How to get 3k tokens/sec single‑request LLM decoding on commodity GPUs — and why it matters now

By yrzheMay 29, 20267 min read

# How to get 3k tokens/sec single‑request LLM decoding on commodity GPUs — and why it matters now

Yes—~3,000 tokens/sec per request is achievable on standard datacenter GPUs today, but only if you optimize for single-request decoding (batch=1) and treat autoregressive generation as a memory‑bandwidth problem. In a public tech preview, Kog AI reports ~3,000 output tokens/sec on 8× AMD MI300X and ~2,100 tokens/sec on 8× NVIDIA H200 for a 2B dense FP16 model, with no speculative decoding. The catch is that these numbers come from a tightly co-designed model/runtime/kernel stack aimed at saturating memory bandwidth and minimizing KV‑cache traffic—not from “turning a knob” in a general-purpose batching-first inference server.

The mechanism: why decoding becomes bandwidth-bound

The practical reason single-request decoding is hard to accelerate is that each next token forces you to read and write a growing amount of state—especially the key/value cache used by attention. For batch=1, you can’t “hide” this cost behind other requests the way throughput-optimized stacks do. Multiple studies and recent systems analyses point to the same set of bottlenecks in transformer decoding—memory bandwidth, memory capacity, compute capacity, and synchronization overhead—where KV-cache movement is often dominant for latency-first generation, especially as context grows.

Builder consequence: if you’re trying to improve tokens/sec for one live user, you usually get farther by reducing memory movement (cache size, cache precision, copies, syncs) than by chasing more FLOPS.

The two metrics that actually describe UX

For interactive agents, coding assistants, and streaming chat, “throughput” is often the wrong headline metric. Two metrics matter more:

Single-request decoding speed (tokens/sec at batch=1): how fast you can keep streaming once generation starts.
TTFT (time to first token): how long users wait before they see anything.

NVIDIA’s LLM benchmarking guidance explicitly treats TTFT separately from steady-state token generation, because systems can look “fast” in tokens/sec while still feeling sluggish if prompt processing, scheduling, or runtime overhead delay first output.

Builder consequence: if you only optimize tokens/sec, you can still lose the product war on perceived latency. Instrument TTFT and tokens/sec separately, and don’t accept “kernel speedups” without end-to-end timing.

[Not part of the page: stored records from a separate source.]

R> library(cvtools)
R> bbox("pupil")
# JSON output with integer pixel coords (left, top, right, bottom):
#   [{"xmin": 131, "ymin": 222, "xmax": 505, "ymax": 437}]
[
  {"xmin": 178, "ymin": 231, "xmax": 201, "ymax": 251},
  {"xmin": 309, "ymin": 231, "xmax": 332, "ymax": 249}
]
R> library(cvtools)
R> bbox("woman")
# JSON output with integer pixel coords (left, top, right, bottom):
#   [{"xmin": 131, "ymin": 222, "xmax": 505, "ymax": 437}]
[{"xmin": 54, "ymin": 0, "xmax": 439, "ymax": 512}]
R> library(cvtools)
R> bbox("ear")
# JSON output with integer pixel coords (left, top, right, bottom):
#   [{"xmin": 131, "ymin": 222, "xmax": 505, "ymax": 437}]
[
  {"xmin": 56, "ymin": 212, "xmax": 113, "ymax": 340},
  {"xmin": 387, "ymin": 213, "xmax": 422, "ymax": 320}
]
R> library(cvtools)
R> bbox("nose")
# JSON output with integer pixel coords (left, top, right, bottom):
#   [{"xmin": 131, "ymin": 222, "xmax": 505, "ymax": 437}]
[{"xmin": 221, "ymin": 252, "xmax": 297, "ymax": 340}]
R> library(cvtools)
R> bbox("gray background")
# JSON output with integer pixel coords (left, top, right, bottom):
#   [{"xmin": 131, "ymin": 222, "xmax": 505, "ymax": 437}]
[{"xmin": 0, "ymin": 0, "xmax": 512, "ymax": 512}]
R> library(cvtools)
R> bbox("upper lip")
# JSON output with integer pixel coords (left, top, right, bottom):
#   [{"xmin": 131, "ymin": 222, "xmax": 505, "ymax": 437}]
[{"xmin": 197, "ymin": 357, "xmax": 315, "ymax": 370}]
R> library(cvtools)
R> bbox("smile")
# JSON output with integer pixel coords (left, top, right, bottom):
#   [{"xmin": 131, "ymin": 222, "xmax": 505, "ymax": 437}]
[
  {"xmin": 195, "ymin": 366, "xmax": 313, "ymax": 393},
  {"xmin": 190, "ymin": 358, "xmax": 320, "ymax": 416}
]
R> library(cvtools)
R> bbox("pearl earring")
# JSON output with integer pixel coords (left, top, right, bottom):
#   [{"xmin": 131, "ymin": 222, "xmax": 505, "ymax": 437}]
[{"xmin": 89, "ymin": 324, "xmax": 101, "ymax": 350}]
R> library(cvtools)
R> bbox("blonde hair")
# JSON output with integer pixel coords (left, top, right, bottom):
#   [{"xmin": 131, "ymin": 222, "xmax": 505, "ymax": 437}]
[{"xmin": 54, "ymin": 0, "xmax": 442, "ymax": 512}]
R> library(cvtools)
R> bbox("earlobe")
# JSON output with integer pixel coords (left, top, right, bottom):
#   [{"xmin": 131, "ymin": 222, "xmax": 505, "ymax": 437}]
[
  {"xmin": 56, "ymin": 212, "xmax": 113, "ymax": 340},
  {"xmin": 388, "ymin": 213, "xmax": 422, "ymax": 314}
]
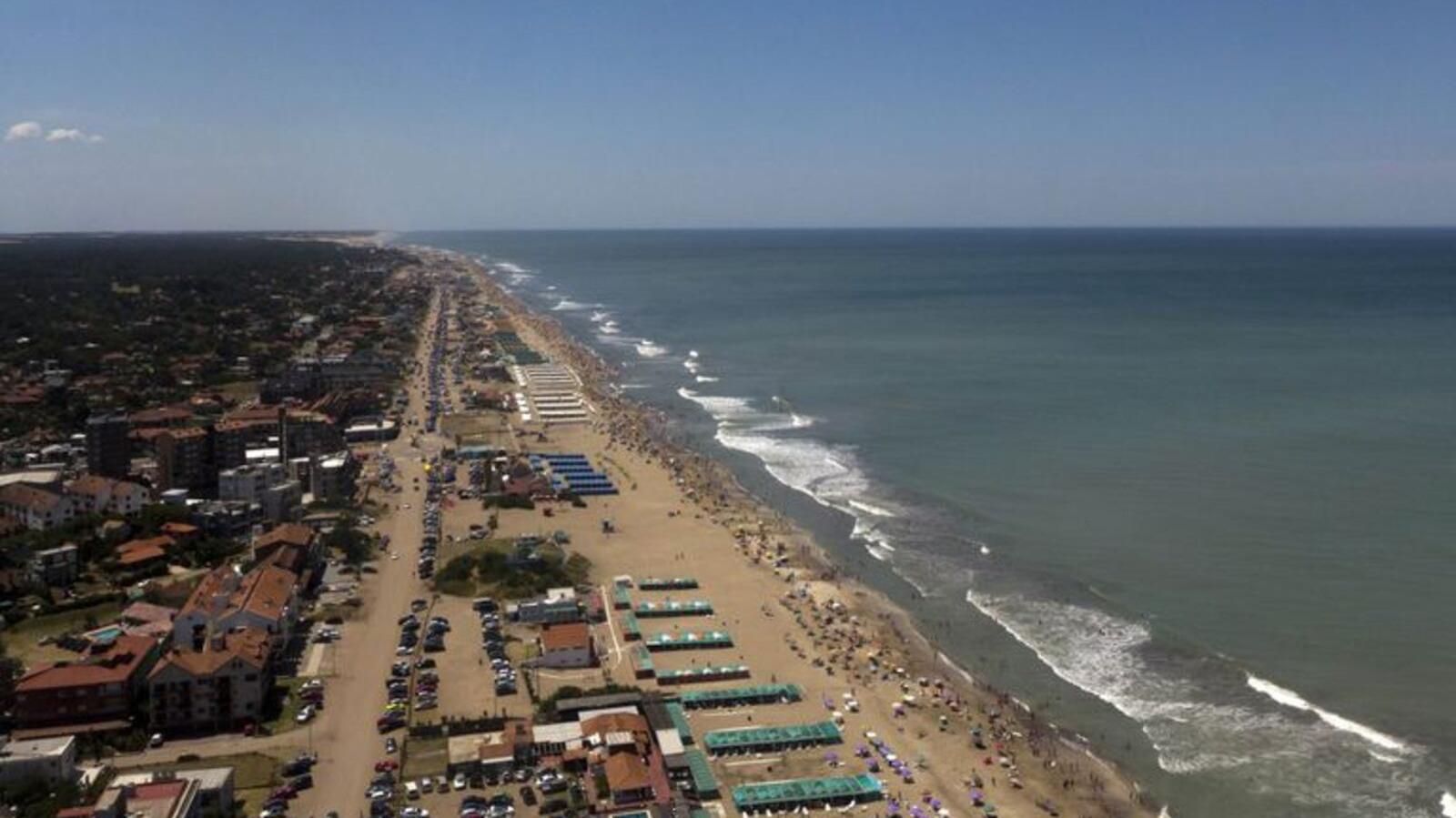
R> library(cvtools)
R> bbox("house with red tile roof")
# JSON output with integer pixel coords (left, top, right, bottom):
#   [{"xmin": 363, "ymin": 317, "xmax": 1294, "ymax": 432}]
[
  {"xmin": 536, "ymin": 621, "xmax": 597, "ymax": 668},
  {"xmin": 116, "ymin": 534, "xmax": 177, "ymax": 571},
  {"xmin": 172, "ymin": 563, "xmax": 300, "ymax": 649},
  {"xmin": 66, "ymin": 474, "xmax": 151, "ymax": 517},
  {"xmin": 602, "ymin": 752, "xmax": 652, "ymax": 805},
  {"xmin": 15, "ymin": 634, "xmax": 158, "ymax": 732},
  {"xmin": 147, "ymin": 627, "xmax": 272, "ymax": 732},
  {"xmin": 0, "ymin": 483, "xmax": 78, "ymax": 531}
]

What Kog’s preview implies: co-design beats batching-first stacks

Kog’s core claim is not that MI300X or H200 suddenly became magical; it’s that typical inference stacks are tuned for aggregate throughput via batching, leaving substantial batch=1 performance unused. Their preview positions single-request decoding as primarily limited by memory traffic and synchronization, and argues for co-design across model architecture, runtime scheduling, and low-level kernels to approach hardware ceilings.

They also report (via Kog/AI in Use writeups) up to ~3.5× faster token generation versus common stacks like vLLM and TensorRT in some evaluations, emphasizing latency-sensitive workloads.

Builder consequence: “faster model serving” isn’t one layer. If your runtime adds copies, synchronization points, or batching-oriented scheduling, it can erase gains from better kernels.

Practical levers you can actually pull (and what each buys you)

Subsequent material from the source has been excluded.